Here’s a timeline with links to the videos, for those who could use the recap:






1994 — The First PlayStation


That’s what it was called: Just “PlayStation.” Launching at $ 299, $ 100 less than the competing Sega Saturn, the Sony PlayStation — originally developed as a CD drive add-on to one of Nintendo’s consoles — soon became a major force in the video game industry.


Partway through the PlayStation’s lifecycle, the DualShock controller added twin analog sticks and a built-in vibration feature, echoing similar features found on Nintendo and Sega’s consoles. Meanwhile, the hard-to-find black Net Yaroze PlayStation console let people make their own games.


Sony would continue to sell slim, redesigned “PSone” consoles during the PlayStation 2‘s heyday, until production was finally stopped in 2006.


2000 — The PlayStation 2


Known as the PS2, Sony’s next PlayStation would go on to become the best-selling game console of all time, with more than 150 million sold. Production of new PlayStation 2 consoles just stopped this January, and while some PS2 games have received HD re-releases on the PlayStation 3 the vast majority can’t be played on Sony’s current console.

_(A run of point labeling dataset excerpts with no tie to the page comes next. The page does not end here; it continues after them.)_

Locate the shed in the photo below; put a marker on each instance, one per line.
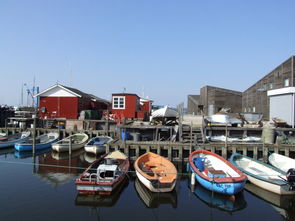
(125, 105)
(60, 101)
(282, 104)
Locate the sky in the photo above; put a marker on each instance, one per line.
(163, 50)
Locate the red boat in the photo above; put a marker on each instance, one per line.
(104, 175)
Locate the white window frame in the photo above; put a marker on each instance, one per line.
(286, 82)
(120, 102)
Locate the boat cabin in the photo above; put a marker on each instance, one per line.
(107, 172)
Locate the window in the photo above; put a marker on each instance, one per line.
(118, 102)
(286, 82)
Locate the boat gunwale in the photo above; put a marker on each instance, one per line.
(235, 155)
(155, 177)
(239, 179)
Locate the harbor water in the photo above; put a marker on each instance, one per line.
(42, 188)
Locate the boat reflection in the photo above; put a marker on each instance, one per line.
(7, 151)
(90, 157)
(220, 201)
(154, 200)
(27, 154)
(96, 200)
(284, 204)
(58, 169)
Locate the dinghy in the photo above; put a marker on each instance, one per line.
(97, 145)
(215, 173)
(41, 142)
(263, 175)
(282, 162)
(78, 141)
(104, 175)
(11, 140)
(156, 172)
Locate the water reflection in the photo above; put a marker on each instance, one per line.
(154, 200)
(27, 154)
(226, 203)
(96, 200)
(58, 169)
(283, 204)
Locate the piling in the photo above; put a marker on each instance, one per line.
(70, 146)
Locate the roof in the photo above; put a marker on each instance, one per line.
(74, 92)
(124, 94)
(281, 91)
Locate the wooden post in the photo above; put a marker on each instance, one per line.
(287, 152)
(70, 146)
(255, 152)
(34, 134)
(170, 152)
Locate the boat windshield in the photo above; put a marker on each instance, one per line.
(107, 174)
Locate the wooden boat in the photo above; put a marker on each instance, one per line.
(78, 141)
(104, 175)
(41, 142)
(11, 140)
(154, 200)
(97, 145)
(156, 172)
(263, 175)
(220, 201)
(281, 162)
(215, 173)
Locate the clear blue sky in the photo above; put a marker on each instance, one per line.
(164, 49)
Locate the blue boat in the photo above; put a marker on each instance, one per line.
(41, 142)
(215, 173)
(11, 140)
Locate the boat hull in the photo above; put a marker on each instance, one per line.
(12, 143)
(222, 188)
(29, 147)
(227, 185)
(149, 185)
(96, 149)
(277, 184)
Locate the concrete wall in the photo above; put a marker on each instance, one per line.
(280, 106)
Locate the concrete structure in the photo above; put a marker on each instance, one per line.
(193, 105)
(213, 99)
(60, 101)
(255, 99)
(282, 104)
(128, 106)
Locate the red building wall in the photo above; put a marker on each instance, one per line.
(59, 107)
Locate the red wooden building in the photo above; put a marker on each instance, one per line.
(130, 106)
(60, 101)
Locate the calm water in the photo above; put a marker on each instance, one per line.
(32, 190)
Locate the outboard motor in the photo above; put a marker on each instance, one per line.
(291, 178)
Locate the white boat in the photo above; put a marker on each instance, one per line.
(97, 145)
(11, 140)
(263, 175)
(282, 162)
(164, 112)
(77, 140)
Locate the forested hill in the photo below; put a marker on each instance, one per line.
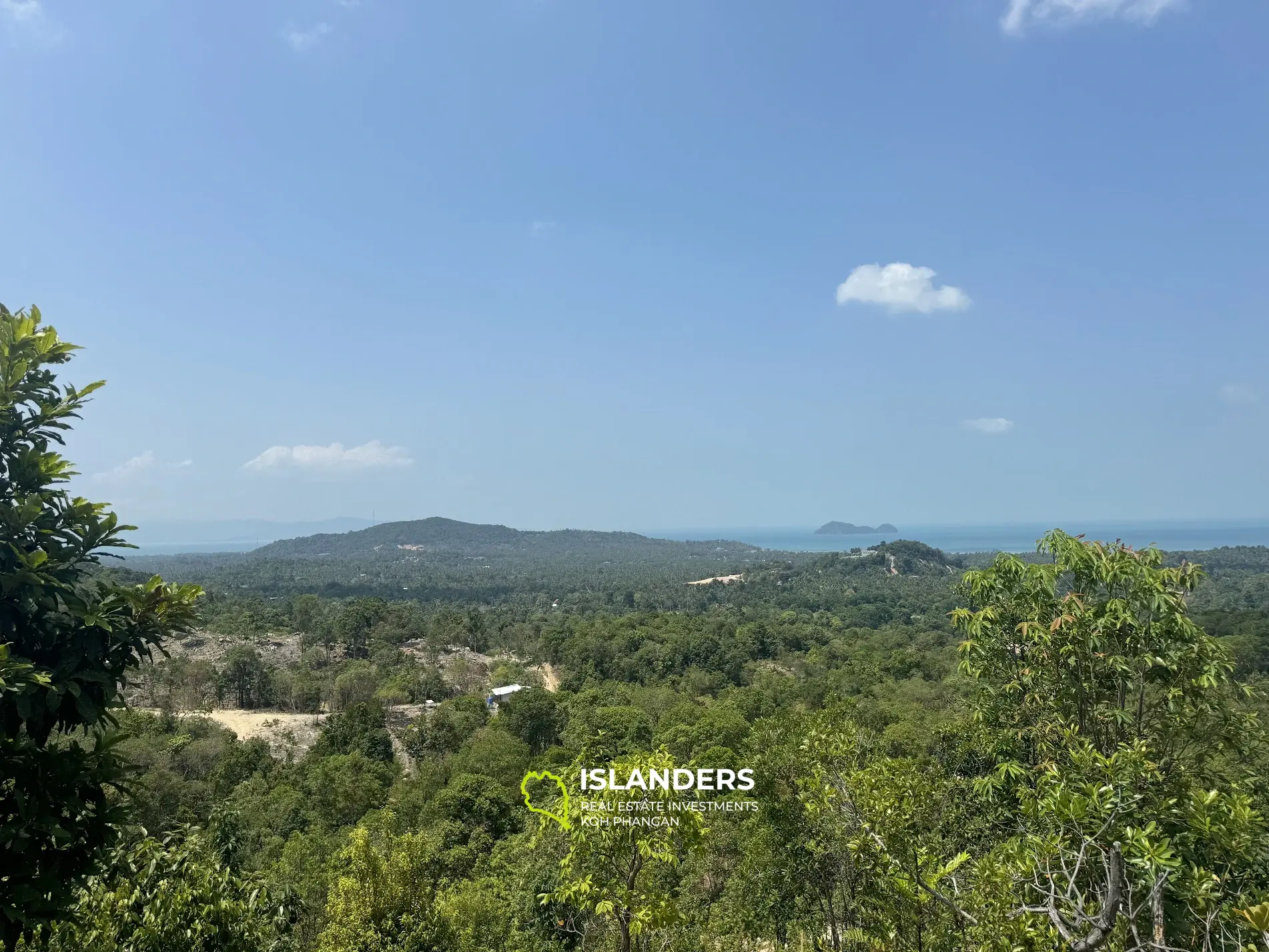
(450, 536)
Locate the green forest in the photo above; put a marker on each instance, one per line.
(986, 752)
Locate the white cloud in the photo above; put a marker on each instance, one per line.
(333, 458)
(22, 11)
(1238, 394)
(28, 17)
(900, 287)
(990, 426)
(1062, 13)
(129, 469)
(301, 39)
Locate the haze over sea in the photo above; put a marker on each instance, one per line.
(1008, 537)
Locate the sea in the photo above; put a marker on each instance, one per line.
(1004, 537)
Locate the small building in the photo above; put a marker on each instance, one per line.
(502, 693)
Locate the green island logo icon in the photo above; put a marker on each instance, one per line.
(564, 794)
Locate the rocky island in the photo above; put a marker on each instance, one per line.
(845, 528)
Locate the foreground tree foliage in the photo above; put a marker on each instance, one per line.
(175, 893)
(1117, 738)
(70, 638)
(1090, 776)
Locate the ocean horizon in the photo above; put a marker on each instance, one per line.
(1174, 534)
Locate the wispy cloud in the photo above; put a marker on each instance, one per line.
(302, 39)
(140, 466)
(900, 287)
(990, 426)
(129, 469)
(1239, 394)
(333, 458)
(28, 18)
(1022, 14)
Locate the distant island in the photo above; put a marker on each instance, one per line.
(845, 528)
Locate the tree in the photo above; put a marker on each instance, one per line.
(1114, 724)
(171, 893)
(384, 900)
(246, 677)
(444, 730)
(533, 717)
(360, 728)
(620, 870)
(71, 630)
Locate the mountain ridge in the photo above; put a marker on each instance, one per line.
(451, 536)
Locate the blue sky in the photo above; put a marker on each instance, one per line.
(630, 266)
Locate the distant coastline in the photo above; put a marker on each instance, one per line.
(848, 528)
(1172, 534)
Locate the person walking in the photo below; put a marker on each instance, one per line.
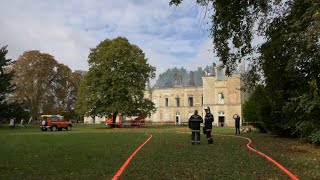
(194, 124)
(236, 118)
(208, 120)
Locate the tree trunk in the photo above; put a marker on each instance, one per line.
(114, 117)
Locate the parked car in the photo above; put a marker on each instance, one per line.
(54, 122)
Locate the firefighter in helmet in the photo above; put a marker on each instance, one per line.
(194, 124)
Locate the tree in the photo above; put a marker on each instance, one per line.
(115, 82)
(44, 85)
(286, 65)
(5, 83)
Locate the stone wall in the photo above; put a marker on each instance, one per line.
(222, 95)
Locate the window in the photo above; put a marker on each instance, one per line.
(190, 101)
(221, 98)
(178, 102)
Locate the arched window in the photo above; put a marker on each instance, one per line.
(221, 98)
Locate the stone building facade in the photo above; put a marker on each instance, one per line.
(176, 104)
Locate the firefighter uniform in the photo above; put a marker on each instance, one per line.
(208, 120)
(194, 124)
(236, 118)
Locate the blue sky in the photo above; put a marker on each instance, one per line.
(67, 29)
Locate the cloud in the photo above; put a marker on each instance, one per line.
(170, 36)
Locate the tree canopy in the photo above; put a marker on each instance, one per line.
(44, 85)
(285, 66)
(116, 80)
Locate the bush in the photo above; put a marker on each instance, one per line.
(315, 137)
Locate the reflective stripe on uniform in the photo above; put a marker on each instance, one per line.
(195, 130)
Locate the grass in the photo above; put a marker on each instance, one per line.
(96, 152)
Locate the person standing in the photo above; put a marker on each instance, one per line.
(236, 118)
(194, 124)
(208, 120)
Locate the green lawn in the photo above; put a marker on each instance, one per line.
(97, 152)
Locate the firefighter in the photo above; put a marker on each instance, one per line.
(194, 124)
(208, 120)
(236, 118)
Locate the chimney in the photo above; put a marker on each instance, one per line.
(191, 80)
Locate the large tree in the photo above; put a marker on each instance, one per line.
(286, 64)
(43, 84)
(116, 80)
(5, 86)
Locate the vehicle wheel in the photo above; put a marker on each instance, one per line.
(68, 128)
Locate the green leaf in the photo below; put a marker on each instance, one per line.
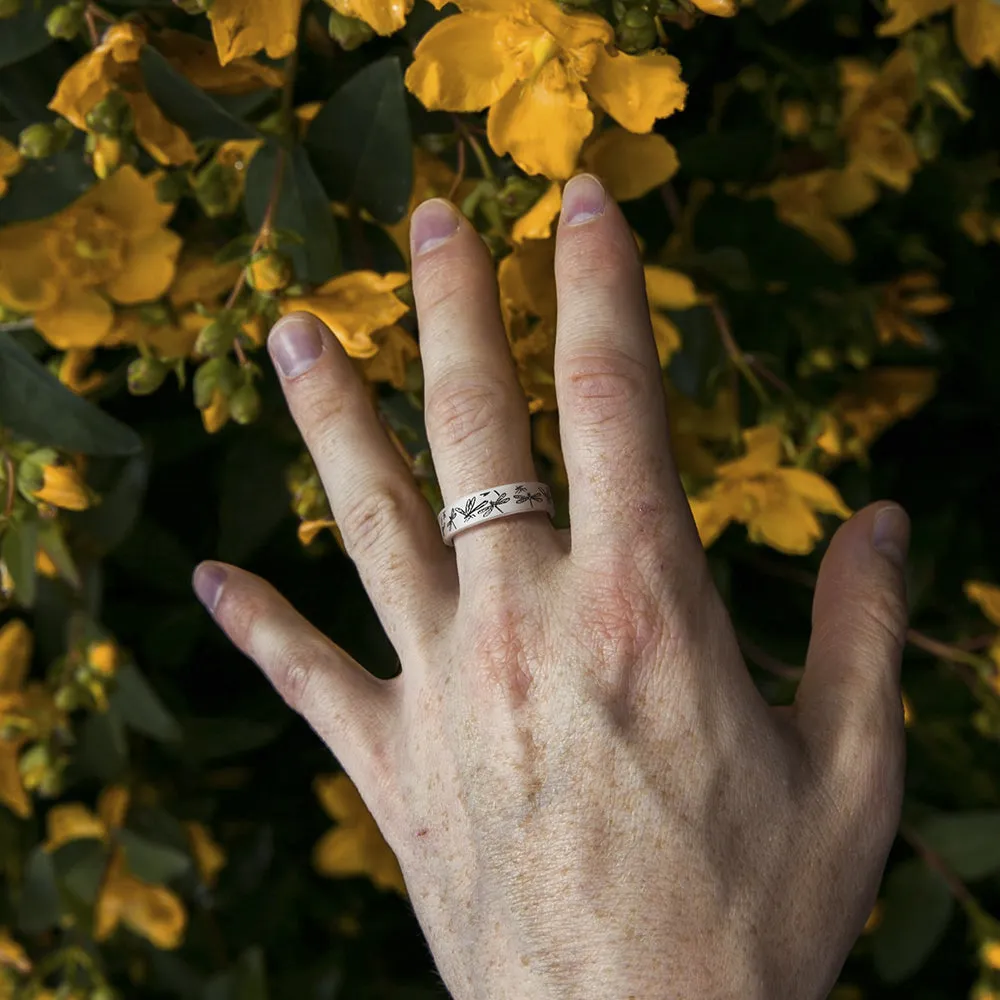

The PS2 played new games designed for its “Emotion Engine” processor, and could improve the graphics of PSone games played on it. It also played DVD movies, and the original large PS2 had optional network and hard disk add-ons, which let enthusiasts install Linux on it or play online games like Final Fantasy XI. (The “slim” PS2 has built-in networking capability, but can’t be upgraded with a hard disk.)


2006 — The PlayStation 3


The PS3′s disastrous North American launch became a veritable fountain of memes, as Sony showmen’s lines were quoted and remixed endlessly afterwards. Sony exec (now CEO) Kaz Hirai’s announcement of the PS3′s launch price tag — “$ 599 U.S. dollars!” — was met with stunned silence, and the console debuted to mediocre sales numbers.


The PS3 soon rebounded, however, and with a retooled interior design (which now lacked the processor chips necessary to run PlayStation 2 games) it also became much smaller and cheaper than its launch model. The DualShock 3 controller added force-feedback support to the original SixAxis, while the PlayStation Move controller challenged Wii MotionPlus and Kinect.


According to an IDC report, after being on the market about half as long as the PlayStation 2 the PS3 has sold roughly half as many consoles, with “about 77 million” sold.


2013 — The PlayStation 4?


Code-named “Orbis,” Sony’s next-generation PlayStation console is widely expected to be unveiled Wednesday. Dan Graziano of BGR News says that it may use a Move-enabled controller with a PS Vita-style touchpad, and that while it probably won’t be compatible with PS3 games it may be able to stream them online.


Jared Spurbeck is an open-source software enthusiast, who uses an Android phone and an Ubuntu laptop PC. He has been writing about technology and electronics since 2008.